Today, as I said to my discussion group, "I'm going to talk about immigration for a minute. If I think I am getting nowhere, I will undoubtedly just cancel this. If you see it, that means I intend to use all or part of what I have written here in a public piece of social commentary."
Another factor uniting SOME of these peoples' immigration is that they weren't brought here by choice, or under good faith.
Notwithstanding that, it is fair to say that the majority of immigrants to the United States, up until a certain point in time that (in my opinion) coincides with the End Game of the Cold War and the beginning of computer ubiquity, yearned for admission to the United States because it appeared to be a land of limitless opportunity for a man or woman willing to work hard, the old New England ethic.
They had naive but understandable dreams about the land of freedom and unlimited space and resources to grow themselves.
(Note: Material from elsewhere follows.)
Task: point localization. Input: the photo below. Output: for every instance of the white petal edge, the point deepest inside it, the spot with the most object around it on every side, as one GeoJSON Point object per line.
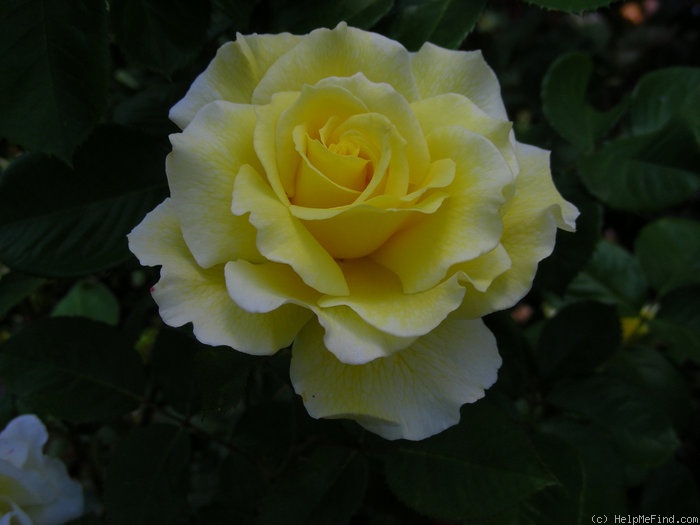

In a day before mechanization and expenditure of fossil-fuel resources-- machines were being invented and applied, particularly in England, but the industrial age hadn't really taken hold till well after the Civil War-- this was particularly understandable.
Probably some number of truly uninformed people-- i.e., people who remain outside the boundaries of computerization-- still entertain such dreams. But at this point, among literate people of any language, the information about the United States that they receive must give some of them reason to CALCULATE their reasons for attempting to emigrate one way er nuther, rather than just making the move on blessed blind faith.
America is no longer the land of the free, the home of the brave (and it never has been JUST that-- it's a helluva poem, and that's just the first verse), it is the empire. We have military outposts or ongoing actions in 129 nations.
So we're purty much down to people who calculate that their chances of not getting killed are better in the US. Many of them are from other continents. The killing is up close and personal in almost all Asian and African theatres and occasionally spills over into Europe.